Berdasarkan prakiraan pihak Badan Meteorologi, Klimatologi dan Geofisika, lanjutnya, sebagian wilayah Sumut bakal memasuki puncak musim kemarau pada Juni 2025. Sejumlah upaya telah dilakukan institusi pemerintah di bawah naungan Dinas Ketahanan Pangan, Tanaman Pangan dan Hortikultura (Ketapang TPH) Sumut ini untuk meminimalisir Dampak Perubahan Iklim (DPI), baik saat lahan pertanaman kebanjiran maupun kekeringan.
“Kita berkoordinasi dengan pihak BMKG untuk mengetahui kondisi iklim, menginstruksikan personil POPT (Pengendali Organisme Pengganggu Tanaman, red) di kabupaten/kota melaporkan secara rutin kondisi pertanaman, menyarankan para petani, khususnya tanaman padi, mengikuti Asuransi Usaha Tani Padi, serta memberikan bantuan benih padi yang tanamannya mengalami puso akibat bencana alam itu,” tutur Marino.
Pihaknya juga membuat sumur dangkal di lahan pertanaman yang terdampak kekeringan dan menyiagakan pompa air di Brigade La Nina untuk dipinjam kelompok tani yang membutuhkannya. Begitu juga bagi lahan pertanaman yang terdampak banjir, kata Marino, dilaksanakan Gerakan Penanganan (Gernang) DPI dengan melibatkan masyarakat di areal pertanaman dimaksud.
“Ini semua kita lakukan untuk mengamankan target produksi, khususnya padi, Sumatera Utara pada tahun 2025 sebanyak 7.799.167 ton Gabah Kering Giling, setara dengan 4.913.475 ton beras dari kebutuhan beras masyarakat sebanyak 1.749.763 ton,” ujarnya.
Sementara, Field Coordinator CDRM & CDS wilayah Mentawai, Fared Sirileleu, berbagi pengalaman seputar sistem pertanian di wilayah kerjanya yang masih bergantung pada perladangan tradisional.
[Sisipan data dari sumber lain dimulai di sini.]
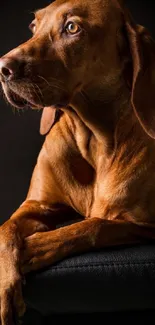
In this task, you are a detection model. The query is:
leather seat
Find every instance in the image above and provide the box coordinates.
[23,244,155,317]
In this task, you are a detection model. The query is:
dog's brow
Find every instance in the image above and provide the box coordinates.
[34,9,45,19]
[34,9,39,16]
[62,7,88,19]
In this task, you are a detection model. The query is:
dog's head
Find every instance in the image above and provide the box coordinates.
[0,0,155,137]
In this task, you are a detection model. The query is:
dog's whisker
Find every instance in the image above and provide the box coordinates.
[80,90,93,106]
[48,77,66,87]
[33,83,43,100]
[27,82,43,107]
[45,83,68,93]
[31,84,43,106]
[38,75,66,88]
[37,75,50,86]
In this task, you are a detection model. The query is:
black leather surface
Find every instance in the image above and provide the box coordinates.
[23,244,155,316]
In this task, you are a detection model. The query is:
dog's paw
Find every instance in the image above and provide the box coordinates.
[0,252,26,325]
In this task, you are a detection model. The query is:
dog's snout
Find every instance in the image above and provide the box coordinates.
[0,57,20,81]
[0,61,13,81]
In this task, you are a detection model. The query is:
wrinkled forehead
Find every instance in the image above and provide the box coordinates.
[35,0,121,26]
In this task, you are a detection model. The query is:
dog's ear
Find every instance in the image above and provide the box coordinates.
[123,9,155,138]
[40,107,57,135]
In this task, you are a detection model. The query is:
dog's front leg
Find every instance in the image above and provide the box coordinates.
[22,218,155,275]
[0,135,81,325]
[0,199,76,325]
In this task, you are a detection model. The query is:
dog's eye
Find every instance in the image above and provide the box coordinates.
[29,22,36,34]
[65,22,80,35]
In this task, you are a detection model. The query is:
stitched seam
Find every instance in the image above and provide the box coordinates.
[50,261,155,271]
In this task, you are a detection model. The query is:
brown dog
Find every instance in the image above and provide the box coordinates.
[0,0,155,323]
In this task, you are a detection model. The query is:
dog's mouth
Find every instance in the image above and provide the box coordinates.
[1,81,68,135]
[2,83,42,109]
[1,79,81,135]
[1,80,71,110]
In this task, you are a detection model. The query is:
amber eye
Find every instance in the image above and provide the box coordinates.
[66,22,80,34]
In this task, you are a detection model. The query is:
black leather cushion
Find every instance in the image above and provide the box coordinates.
[23,244,155,316]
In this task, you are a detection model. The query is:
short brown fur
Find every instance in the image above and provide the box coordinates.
[0,0,155,323]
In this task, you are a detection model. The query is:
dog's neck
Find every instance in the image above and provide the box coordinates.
[70,78,131,145]
[67,75,151,168]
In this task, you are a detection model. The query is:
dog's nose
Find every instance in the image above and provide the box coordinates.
[0,57,18,81]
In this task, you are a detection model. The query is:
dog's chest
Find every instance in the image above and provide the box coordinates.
[90,153,155,222]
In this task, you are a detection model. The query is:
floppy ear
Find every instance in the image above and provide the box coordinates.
[123,10,155,138]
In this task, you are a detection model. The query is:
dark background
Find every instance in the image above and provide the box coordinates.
[0,0,155,223]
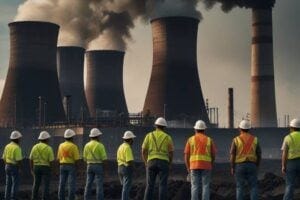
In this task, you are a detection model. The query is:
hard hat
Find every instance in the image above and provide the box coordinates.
[122,131,136,139]
[64,129,76,138]
[194,120,207,130]
[89,128,102,137]
[10,130,22,140]
[154,117,168,127]
[289,118,300,128]
[38,131,51,140]
[239,120,251,129]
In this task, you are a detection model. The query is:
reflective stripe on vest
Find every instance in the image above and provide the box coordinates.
[149,132,168,157]
[86,147,102,163]
[287,132,300,159]
[234,134,257,163]
[189,135,212,162]
[33,145,49,165]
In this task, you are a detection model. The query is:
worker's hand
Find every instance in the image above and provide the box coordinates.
[230,167,235,176]
[282,167,286,175]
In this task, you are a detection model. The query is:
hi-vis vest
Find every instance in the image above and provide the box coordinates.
[146,131,172,162]
[234,134,258,163]
[188,135,212,164]
[285,131,300,159]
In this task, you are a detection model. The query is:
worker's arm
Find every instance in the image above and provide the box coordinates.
[211,141,216,165]
[184,153,190,173]
[230,140,236,175]
[282,146,288,175]
[256,142,262,167]
[168,151,173,166]
[29,159,34,175]
[142,148,148,166]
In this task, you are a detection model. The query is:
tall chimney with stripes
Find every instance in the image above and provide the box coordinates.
[250,6,277,127]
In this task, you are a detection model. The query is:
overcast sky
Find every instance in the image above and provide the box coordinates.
[0,0,299,127]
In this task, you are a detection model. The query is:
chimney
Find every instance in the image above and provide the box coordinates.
[228,88,234,128]
[85,50,128,118]
[57,46,90,121]
[143,17,209,124]
[250,7,277,127]
[0,21,65,127]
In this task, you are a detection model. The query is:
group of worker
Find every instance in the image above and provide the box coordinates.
[1,117,300,200]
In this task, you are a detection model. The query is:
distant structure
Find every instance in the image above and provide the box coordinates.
[85,50,128,118]
[57,46,89,122]
[0,21,65,127]
[250,5,277,127]
[228,88,234,128]
[143,17,209,125]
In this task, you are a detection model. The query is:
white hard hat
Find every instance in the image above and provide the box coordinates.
[194,120,207,130]
[10,130,22,140]
[64,129,76,138]
[122,131,136,139]
[289,118,300,128]
[239,120,251,129]
[89,128,102,137]
[154,117,168,127]
[38,131,51,140]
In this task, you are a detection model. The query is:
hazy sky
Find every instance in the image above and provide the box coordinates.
[0,0,299,127]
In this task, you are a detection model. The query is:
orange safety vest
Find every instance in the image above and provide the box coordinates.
[234,133,258,163]
[188,134,213,170]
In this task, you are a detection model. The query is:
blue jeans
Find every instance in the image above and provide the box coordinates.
[190,169,211,200]
[32,165,51,200]
[58,164,76,200]
[5,164,19,200]
[144,159,169,200]
[118,165,133,200]
[283,158,300,200]
[84,164,104,200]
[235,162,258,200]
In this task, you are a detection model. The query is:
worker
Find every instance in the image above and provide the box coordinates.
[230,120,261,200]
[282,118,300,200]
[2,130,23,200]
[29,131,54,200]
[142,117,174,200]
[117,131,136,200]
[184,120,217,200]
[83,128,107,200]
[57,129,80,200]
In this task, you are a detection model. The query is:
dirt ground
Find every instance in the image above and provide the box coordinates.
[0,159,300,200]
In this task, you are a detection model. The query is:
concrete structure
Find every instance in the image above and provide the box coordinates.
[57,46,89,121]
[0,21,65,127]
[85,50,128,118]
[228,88,234,128]
[143,17,209,125]
[250,7,277,127]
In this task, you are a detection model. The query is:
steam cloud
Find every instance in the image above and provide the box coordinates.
[15,0,275,50]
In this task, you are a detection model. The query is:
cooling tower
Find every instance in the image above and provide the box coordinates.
[85,50,128,118]
[250,8,277,127]
[143,17,209,124]
[0,21,65,127]
[57,46,90,121]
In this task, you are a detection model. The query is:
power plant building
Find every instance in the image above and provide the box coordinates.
[85,50,128,118]
[57,46,89,121]
[0,21,65,127]
[143,17,209,125]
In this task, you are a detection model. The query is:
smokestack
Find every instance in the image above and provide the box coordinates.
[85,50,128,118]
[143,17,209,124]
[0,21,65,127]
[250,7,277,127]
[57,46,90,120]
[228,88,234,128]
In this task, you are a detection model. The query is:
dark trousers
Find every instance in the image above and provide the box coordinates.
[118,165,133,200]
[32,165,51,200]
[283,159,300,200]
[5,164,19,200]
[144,159,169,200]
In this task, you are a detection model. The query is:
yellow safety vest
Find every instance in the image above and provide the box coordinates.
[2,142,23,165]
[117,142,134,166]
[286,131,300,159]
[234,134,258,163]
[29,142,54,166]
[189,135,212,163]
[83,140,107,164]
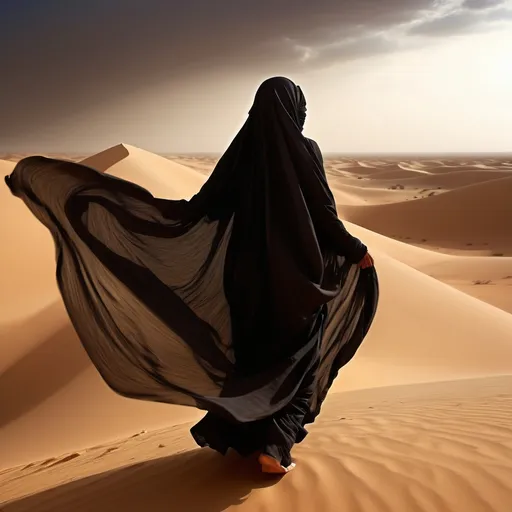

Padahal, mayoritas penduduknya bekerja di sektor pertanian.
“Masih bersifat tradisional, tanpa irigasi, pupuk atau pun pestisida, sehingga rentan dengan perubahan iklim,” ungkapnya saat menjadi pembicara.
Kendati demikian, para petani setempat telah melakukan aksi adaptasi berupa manajemen lahan, pelatihan penggunaan pupuk organik, pembuatan embung sebagai sumber air, pendampingan petani dan budidaya tanaman tahan kekeringan.
Sebelumnya, Dekan Fakultas Pertanian Universitas HKBP Nommensen, Dr Hotden L. Nainggolan, berharap, workshop ilmiah yang bekerjasama dengan Center for Disaster Risk Management & Community Development Studies (CDRM & CDS), pada Dies Natalis ke-41 tahun Faperta ini mampu meningkatkan pengetahuan serta kompetensi mahasiswa.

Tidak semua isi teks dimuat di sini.